In Intensive Care Units (ICUs), sedatives like propofol and midazolam are frequently used to manage patients who require prolonged sedation. While these drugs are essential for maintaining comfort and controlling anxiety in critically ill patients, the effects they have on the brain and the body’s immune response remain underexplored. Understanding these impacts is crucial, as prolonged sedation may result in long-term complications, including cognitive dysfunction and neuroinflammation. Traditional research into sedative effects often involves animal models, but these do not always fully replicate human responses. To address these gaps, we developed a cutting-edge ICU patient-on-a-chip platform to study the effects of these sedatives on brain tissue and the blood-brain barrier. This platform features a 3D co-culture of human-induced pluripotent stem cells (hiPSCs)-derived mast cells and cerebral organoids, supported by a membrane populated with human cerebral microvascular endothelial cells (hCMEC/D3), which form the blood-brain barrier. The platform allows us to infuse sedatives like propofol and midazolam for four days, mimicking the prolonged exposure seen in ICU settings. By monitoring the neurotoxicity and immune responses, we gain invaluable insights into the potential risks of these sedatives, particularly on brain tissue and the integrity of the blood-brain barrier.
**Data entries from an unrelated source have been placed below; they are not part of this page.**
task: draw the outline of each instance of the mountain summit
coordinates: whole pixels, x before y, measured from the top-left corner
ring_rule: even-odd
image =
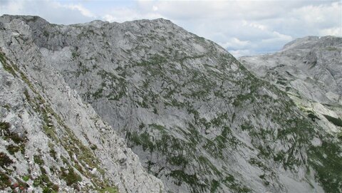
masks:
[[[28,88],[23,108],[41,109],[41,103],[47,103],[43,108],[53,110],[53,125],[61,125],[46,130],[37,127],[46,137],[41,142],[43,152],[25,147],[24,154],[12,156],[4,147],[2,153],[31,172],[45,169],[51,182],[66,184],[63,171],[53,173],[21,157],[48,152],[50,143],[59,147],[55,151],[65,150],[66,159],[58,152],[56,162],[44,163],[58,165],[59,171],[66,160],[72,169],[66,173],[84,176],[73,182],[76,189],[84,190],[88,179],[98,189],[116,185],[123,192],[164,187],[168,192],[342,192],[340,140],[224,48],[170,21],[63,26],[38,17],[3,16],[0,37],[1,73]],[[9,90],[1,99],[11,95]],[[4,101],[6,115],[16,110],[6,108],[10,99]],[[44,120],[41,112],[34,115]],[[14,123],[6,118],[1,119]],[[70,135],[59,135],[63,132]],[[78,147],[68,149],[62,142],[74,138]],[[79,158],[83,146],[103,169],[98,182],[108,184],[96,184],[91,175],[86,178],[86,162]],[[34,185],[30,180],[27,184]],[[145,189],[149,186],[150,190]]]

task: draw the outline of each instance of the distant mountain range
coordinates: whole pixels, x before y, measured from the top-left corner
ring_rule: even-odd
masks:
[[[238,61],[162,19],[4,15],[0,189],[342,192],[341,42]]]

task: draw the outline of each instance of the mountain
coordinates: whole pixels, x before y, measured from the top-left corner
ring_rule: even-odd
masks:
[[[4,15],[0,24],[7,60],[49,93],[51,105],[75,120],[79,115],[65,110],[73,108],[63,101],[77,93],[165,192],[342,192],[341,140],[209,40],[162,19],[63,26]],[[53,93],[55,74],[76,91]],[[106,168],[108,175],[118,173]],[[162,187],[144,171],[130,171],[150,179],[144,187]]]
[[[28,26],[3,19],[0,192],[162,191],[116,132],[42,60]]]
[[[342,38],[308,36],[276,53],[242,57],[256,76],[286,92],[304,114],[342,137]]]

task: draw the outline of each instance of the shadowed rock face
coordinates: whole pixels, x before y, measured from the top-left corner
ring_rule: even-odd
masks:
[[[168,192],[341,191],[340,141],[212,41],[165,19],[0,21],[24,28],[18,44],[39,48]]]

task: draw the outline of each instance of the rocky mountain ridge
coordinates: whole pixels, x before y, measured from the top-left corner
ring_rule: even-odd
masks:
[[[342,136],[342,38],[308,36],[278,53],[239,60],[286,92],[322,127]]]
[[[56,81],[39,80],[38,64],[61,74],[167,192],[342,191],[340,140],[224,49],[170,21],[61,26],[3,16],[0,28],[9,61],[47,88]],[[150,182],[143,187],[162,189],[138,171]]]
[[[0,24],[0,189],[162,192],[114,130],[41,60],[28,26]]]

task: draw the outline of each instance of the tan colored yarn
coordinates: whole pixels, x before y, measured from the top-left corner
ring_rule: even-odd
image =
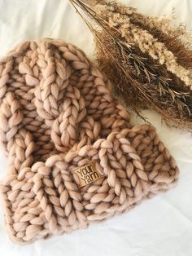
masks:
[[[17,243],[86,227],[173,186],[178,169],[153,126],[131,126],[111,83],[76,46],[26,42],[0,60],[1,182]],[[104,177],[79,188],[94,161]]]

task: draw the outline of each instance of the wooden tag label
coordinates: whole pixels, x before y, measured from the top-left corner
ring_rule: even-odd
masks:
[[[97,170],[96,166],[97,163],[93,161],[87,165],[77,167],[72,170],[74,179],[79,187],[84,187],[103,177]]]

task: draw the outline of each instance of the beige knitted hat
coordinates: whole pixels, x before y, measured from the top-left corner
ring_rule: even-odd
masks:
[[[132,126],[111,83],[76,46],[26,42],[0,60],[1,193],[17,243],[85,228],[175,184],[153,126]]]

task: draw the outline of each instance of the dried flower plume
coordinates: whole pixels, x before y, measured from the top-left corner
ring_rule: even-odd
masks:
[[[147,107],[191,129],[192,37],[185,28],[116,2],[70,2],[94,35],[98,61],[116,95],[140,116]]]

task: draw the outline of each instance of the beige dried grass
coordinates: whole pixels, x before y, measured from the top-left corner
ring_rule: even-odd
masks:
[[[138,115],[147,107],[168,124],[191,128],[192,50],[185,28],[116,2],[70,1],[86,15],[98,61],[116,95]]]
Key findings with respect to propofol vs. midazolam
Our results indicate that both propofol and midazolam activate distinct cellular pathways and result in different neuroinflammatory and neurotoxic responses.
Effects of propofol on mast cells and inflammation: Propofol administration led to the activation of CD40 and TNF-α expression in mast cells. This is a marker of immune activation, which plays a role in inflammation. Additionally, elevated expression of AIF1 in microglia and GFAP/S100B/OLIG2/MBP in macroglia suggests that Propofol may trigger both immune cells and glial cells in the brain.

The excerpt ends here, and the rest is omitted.